Ainda a propósito do afamado emir saudita, habitual residente, eis o comentário de Etilaoui:
«– É um safado! Aqui está sempre acompanhado por prostitutas de todas as nacionalidades, mas na terra dele apregoa as virtudes do Islão e considera-se muçulmano de primeira, só porque nasceu perto de Meca. Mas que grande hipócrita!».
O palácio que construíra era também, e sobretudo, um investimento para o futuro.
«– Ele sabe que na terra onde vive as coisas podem a qualquer momento virar para o torto. Aqui, ao menos, sabe que está seguro».
Os marroquinos tinham a pior das impressões dos sauditas, talvez pelo facto de estes considerarem as marroquinas mulheres fáceis e, por isso, de desconfiar.
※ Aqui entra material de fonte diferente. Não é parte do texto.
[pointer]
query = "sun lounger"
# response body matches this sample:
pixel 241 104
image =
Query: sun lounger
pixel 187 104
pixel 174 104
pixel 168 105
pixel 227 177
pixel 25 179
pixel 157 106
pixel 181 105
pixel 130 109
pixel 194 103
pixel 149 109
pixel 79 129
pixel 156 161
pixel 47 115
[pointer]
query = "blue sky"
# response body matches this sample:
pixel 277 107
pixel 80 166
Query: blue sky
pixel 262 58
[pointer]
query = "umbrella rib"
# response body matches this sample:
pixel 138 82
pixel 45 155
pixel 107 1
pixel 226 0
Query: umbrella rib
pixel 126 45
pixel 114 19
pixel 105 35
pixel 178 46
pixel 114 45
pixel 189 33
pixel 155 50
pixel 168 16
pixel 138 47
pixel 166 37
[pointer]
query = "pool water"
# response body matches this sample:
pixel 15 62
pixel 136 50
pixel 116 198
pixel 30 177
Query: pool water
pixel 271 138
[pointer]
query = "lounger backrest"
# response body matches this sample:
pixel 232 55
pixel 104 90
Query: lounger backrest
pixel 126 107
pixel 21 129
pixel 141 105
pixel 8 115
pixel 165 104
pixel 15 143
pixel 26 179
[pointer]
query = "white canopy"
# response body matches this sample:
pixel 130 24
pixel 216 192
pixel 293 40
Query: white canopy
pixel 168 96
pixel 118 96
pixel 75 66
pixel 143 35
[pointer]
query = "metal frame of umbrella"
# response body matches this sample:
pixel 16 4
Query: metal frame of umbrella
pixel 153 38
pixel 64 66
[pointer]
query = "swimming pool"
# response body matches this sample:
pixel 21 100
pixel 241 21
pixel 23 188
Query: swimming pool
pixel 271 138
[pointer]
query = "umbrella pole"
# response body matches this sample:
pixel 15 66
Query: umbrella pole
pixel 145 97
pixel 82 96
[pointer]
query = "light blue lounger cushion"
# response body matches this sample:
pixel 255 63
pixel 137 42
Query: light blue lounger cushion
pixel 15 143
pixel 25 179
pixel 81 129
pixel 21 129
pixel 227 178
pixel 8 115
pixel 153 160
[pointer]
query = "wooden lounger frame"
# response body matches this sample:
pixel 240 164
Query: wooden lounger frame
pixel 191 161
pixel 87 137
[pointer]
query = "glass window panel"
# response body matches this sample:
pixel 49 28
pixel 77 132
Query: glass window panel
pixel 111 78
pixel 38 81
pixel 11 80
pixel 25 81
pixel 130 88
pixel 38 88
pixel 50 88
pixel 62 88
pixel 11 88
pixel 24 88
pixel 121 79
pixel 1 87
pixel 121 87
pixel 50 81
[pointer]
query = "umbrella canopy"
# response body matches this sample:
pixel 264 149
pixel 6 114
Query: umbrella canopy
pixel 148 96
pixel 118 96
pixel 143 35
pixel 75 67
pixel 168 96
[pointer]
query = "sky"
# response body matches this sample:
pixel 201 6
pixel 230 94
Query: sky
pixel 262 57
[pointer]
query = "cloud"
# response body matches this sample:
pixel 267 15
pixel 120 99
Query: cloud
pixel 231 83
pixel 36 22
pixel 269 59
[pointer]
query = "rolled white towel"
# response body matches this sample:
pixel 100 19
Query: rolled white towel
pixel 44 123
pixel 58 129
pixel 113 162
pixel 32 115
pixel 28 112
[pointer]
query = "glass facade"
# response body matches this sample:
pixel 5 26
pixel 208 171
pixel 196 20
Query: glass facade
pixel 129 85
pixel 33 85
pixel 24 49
Santa Cruz, o limite da conquista portuguesa em Marrocos, situava-se no Sur, região rica em ouro, prata, cobre, chumbo e sal-gema. Ali também se produziam cereais, cana-de-açúcar, algodão, cera e peles. Artigos que levaram os portugueses a interessarem-se pela região, malgrado a concorrência. Castelhanos, genoveses e franceses moveram influências para que os habitantes locais se posicionassem contra nós, chegando-lhe mesmo a fornecer armas e munições.
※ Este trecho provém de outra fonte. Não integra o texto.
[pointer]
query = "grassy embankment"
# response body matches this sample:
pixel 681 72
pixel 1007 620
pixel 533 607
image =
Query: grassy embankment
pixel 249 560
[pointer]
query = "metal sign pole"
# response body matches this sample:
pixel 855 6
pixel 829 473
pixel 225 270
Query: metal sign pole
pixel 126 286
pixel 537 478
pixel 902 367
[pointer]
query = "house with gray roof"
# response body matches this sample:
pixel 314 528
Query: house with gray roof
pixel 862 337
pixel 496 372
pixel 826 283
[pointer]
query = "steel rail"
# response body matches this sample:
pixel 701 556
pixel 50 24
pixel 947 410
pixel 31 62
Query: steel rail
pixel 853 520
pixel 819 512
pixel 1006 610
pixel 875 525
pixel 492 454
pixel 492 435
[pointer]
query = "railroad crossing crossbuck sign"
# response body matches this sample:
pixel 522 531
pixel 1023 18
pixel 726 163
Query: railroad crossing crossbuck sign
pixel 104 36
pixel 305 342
Por volta de 1530 começou a assistir-se, no sul de Marrocos, a um movimento religioso liderado pelos xarifes – que se reclamavam (e reclamam ainda) descendentes directos do profeta Maomé. Consta que certos mouros foram-se aconselhar com um chefe religioso da região manifestando-lhe o desejo de o eleger como chefe. Ele recusou, mas sugeriu que visitassem um xarife da região vizinho do Dra, “a quem estava destinado um grande feito”. Chamava-se Alcaime e tinha a seu lado dois filhos: Alaregue e Almadi. O avanço dos auto-denominados defensores da fé (só por isso, tinham a população do lado deles) obrigou a alianças estratégicas entre os portugueses e o rei de Fez, que temia perder o trono para estes “nómadas do sul”, que considerava estrangeiros e mais perigosos que os infiéis cristãos. De nada valeu. Em 1541 os xarifes conquistam a fortaleza de Santa Cruz, dando assim início à dinastia saadiana e obrigando ao aperfeiçoamento da estrutura militar de Mazagão, o último reduto português. Nunca mais haveria paz nas praças-fortes que, uma a uma, se foram perdendo.